Black magic widespread in Middle East
By ROB L. WAGNER / THE MEDIA LINE
Belief in witchcraft, spells, the occult and protective charms runs deep, despite religious and governmental bans against using magic.
When Umm Omar told a friend of the doll, the friend suspected it was an item for black magic and suggested the doll be destroyed. Instead, Umm Omar tossed it in the garbage. That’s when household items disappeared, the family dog barked incessantly, Umm Omar started fighting with her husband and she began seeing strange insects in the house. When the guest finally moved out, the couple found their bed sheets and an identical doll to Umm Omar’s among the woman’s discarded belongings.
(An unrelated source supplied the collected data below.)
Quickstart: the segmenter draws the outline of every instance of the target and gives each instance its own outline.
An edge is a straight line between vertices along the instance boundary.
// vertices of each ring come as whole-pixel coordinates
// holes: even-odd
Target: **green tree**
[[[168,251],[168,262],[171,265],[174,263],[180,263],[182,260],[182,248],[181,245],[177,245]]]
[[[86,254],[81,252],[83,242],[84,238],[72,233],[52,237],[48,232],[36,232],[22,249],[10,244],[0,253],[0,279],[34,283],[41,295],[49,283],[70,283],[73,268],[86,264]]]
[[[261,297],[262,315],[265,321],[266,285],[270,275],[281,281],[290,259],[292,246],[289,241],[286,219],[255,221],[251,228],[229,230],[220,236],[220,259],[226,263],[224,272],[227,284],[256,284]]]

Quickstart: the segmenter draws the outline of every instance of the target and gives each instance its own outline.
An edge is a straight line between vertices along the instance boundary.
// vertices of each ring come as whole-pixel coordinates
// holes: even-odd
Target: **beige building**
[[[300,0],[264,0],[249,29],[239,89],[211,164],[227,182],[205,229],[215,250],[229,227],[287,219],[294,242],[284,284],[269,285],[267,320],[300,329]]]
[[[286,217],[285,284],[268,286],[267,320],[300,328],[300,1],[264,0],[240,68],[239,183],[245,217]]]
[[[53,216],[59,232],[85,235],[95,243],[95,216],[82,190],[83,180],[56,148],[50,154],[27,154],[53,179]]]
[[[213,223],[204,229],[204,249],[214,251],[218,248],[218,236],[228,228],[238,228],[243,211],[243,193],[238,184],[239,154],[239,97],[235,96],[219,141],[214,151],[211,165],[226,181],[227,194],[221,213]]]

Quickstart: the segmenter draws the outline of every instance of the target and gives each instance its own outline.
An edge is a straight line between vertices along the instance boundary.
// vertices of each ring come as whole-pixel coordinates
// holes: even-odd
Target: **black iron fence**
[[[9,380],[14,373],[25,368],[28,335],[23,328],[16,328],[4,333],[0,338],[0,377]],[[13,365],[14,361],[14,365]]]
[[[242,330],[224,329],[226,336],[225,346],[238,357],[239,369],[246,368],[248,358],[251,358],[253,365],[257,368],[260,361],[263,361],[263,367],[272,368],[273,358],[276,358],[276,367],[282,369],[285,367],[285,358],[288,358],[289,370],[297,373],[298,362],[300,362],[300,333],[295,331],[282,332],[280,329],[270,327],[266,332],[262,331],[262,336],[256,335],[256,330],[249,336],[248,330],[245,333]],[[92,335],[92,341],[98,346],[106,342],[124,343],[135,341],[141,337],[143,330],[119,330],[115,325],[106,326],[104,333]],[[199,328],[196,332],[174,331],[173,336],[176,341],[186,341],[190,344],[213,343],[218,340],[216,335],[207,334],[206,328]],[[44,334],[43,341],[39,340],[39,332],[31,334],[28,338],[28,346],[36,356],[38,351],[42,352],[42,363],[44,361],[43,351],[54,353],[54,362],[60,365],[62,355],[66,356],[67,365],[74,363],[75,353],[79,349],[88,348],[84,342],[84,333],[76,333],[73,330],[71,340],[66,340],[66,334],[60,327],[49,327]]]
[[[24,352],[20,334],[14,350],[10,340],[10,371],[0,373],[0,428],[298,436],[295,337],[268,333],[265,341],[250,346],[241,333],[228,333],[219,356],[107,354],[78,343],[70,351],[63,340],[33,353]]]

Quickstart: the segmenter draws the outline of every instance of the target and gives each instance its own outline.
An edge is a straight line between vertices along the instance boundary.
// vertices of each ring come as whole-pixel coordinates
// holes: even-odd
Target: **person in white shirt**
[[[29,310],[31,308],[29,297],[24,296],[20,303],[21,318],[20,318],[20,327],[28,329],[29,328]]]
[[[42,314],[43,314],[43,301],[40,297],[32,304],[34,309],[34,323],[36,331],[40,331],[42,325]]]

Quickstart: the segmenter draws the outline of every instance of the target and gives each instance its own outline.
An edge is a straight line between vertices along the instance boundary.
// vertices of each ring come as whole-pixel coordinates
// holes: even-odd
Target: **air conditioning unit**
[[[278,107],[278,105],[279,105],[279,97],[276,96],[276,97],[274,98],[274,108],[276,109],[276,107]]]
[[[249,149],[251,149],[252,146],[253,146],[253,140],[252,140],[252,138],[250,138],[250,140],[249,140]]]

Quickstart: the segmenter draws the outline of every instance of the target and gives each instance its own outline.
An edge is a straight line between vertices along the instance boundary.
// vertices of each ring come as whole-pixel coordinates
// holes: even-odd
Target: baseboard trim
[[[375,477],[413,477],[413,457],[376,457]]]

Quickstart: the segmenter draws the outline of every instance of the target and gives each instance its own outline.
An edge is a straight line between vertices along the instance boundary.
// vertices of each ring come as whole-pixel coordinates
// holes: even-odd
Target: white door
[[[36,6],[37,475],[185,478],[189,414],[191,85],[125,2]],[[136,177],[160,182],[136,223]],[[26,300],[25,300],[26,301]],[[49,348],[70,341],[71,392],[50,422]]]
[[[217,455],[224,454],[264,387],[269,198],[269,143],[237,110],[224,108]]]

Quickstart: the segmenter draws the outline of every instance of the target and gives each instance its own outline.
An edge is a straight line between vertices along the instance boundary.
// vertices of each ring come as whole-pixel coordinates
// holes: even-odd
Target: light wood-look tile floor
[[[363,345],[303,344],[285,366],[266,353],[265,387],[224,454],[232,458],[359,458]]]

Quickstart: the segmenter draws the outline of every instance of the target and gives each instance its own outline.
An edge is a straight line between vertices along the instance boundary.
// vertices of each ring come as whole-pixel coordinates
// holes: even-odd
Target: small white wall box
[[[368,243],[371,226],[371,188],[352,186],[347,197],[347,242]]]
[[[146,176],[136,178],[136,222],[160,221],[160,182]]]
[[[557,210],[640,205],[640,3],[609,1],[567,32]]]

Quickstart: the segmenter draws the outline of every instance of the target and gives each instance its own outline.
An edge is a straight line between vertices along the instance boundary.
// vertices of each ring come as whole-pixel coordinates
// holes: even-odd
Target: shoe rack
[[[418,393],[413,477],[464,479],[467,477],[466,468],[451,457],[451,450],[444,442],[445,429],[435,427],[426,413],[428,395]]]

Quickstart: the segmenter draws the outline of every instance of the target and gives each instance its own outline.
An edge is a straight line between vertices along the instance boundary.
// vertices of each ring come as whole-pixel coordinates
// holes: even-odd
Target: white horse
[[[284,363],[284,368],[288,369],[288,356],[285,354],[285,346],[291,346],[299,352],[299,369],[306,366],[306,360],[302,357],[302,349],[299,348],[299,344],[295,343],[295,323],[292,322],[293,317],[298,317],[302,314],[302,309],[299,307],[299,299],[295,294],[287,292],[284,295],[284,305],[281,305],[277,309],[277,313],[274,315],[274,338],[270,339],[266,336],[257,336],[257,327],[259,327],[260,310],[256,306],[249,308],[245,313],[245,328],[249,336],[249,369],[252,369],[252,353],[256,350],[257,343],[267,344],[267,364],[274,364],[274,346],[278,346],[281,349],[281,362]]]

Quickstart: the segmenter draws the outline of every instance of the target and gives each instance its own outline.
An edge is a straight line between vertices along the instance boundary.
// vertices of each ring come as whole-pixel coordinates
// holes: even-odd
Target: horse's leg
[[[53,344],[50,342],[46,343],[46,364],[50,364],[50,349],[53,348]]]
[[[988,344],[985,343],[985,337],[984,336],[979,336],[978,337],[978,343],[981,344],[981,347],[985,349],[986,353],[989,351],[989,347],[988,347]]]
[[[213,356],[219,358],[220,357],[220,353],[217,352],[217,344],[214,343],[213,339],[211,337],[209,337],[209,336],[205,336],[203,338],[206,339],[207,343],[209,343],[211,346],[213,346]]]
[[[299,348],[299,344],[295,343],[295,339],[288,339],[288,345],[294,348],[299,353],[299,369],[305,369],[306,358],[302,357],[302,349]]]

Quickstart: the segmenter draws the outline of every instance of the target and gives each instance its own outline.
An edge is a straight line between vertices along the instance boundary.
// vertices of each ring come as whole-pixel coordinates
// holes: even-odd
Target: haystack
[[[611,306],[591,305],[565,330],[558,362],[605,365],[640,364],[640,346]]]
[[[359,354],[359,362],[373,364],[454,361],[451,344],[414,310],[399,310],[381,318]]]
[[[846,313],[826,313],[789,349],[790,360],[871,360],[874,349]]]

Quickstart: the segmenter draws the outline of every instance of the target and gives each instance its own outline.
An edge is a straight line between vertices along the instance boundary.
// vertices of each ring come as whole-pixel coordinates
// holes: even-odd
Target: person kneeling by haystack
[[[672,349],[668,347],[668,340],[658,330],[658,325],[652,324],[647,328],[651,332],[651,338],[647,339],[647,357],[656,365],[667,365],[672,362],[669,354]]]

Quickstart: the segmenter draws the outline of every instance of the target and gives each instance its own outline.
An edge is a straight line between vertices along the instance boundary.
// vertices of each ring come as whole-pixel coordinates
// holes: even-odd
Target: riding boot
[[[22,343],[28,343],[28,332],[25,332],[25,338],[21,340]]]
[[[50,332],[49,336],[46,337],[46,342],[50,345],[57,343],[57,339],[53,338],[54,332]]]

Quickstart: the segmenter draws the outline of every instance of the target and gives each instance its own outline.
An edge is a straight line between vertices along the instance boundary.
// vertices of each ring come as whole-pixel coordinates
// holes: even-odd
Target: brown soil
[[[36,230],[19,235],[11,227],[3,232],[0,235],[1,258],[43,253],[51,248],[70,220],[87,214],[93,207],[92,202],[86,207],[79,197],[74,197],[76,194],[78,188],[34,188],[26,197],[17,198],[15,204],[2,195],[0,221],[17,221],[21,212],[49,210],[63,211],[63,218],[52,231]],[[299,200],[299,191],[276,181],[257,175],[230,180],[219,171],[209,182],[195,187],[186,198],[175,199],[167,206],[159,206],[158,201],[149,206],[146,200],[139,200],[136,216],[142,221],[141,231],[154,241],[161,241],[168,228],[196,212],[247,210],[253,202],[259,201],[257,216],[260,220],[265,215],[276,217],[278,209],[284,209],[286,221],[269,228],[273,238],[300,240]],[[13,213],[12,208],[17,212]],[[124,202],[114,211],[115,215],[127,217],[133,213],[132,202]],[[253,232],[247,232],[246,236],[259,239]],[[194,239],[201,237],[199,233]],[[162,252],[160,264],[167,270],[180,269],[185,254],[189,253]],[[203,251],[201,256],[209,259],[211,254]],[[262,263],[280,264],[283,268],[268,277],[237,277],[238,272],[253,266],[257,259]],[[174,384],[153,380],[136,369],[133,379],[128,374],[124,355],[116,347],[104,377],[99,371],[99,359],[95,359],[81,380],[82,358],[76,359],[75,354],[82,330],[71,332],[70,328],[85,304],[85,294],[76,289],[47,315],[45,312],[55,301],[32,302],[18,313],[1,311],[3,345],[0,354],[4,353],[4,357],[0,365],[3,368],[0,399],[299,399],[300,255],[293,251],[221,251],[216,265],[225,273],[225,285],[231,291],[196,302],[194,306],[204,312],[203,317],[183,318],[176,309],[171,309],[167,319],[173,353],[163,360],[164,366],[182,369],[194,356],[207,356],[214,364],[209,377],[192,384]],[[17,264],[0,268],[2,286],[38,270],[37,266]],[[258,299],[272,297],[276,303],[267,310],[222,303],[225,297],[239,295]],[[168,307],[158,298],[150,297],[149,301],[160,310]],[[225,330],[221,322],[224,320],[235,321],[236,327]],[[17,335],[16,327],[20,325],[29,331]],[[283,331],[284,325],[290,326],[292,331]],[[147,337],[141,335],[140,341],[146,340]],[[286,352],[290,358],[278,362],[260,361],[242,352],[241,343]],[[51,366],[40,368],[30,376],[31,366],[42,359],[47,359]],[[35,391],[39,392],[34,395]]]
The message to Umm Omar was clear: The woman she invited into her home sought to destroy her happiness through black magic.
Umm Omar is since remarried to a Saudi and now lives in Riyadh. She runs the popular blog, Future Husbands and Wives of Saudis, a help website for non-Saudis marrying Saudis. As a quasi-marriage counselor for brides and grooms nervously entering Saudi society, Umm Omar dispenses religious and practical advice to help ease the cultural shock. That includes providing insight to the real world concerns of black magic and the evil eye.
“The truth is that all magic is haram [prohibited] and only leads to bad ends,” Umm Omar told The Media Line.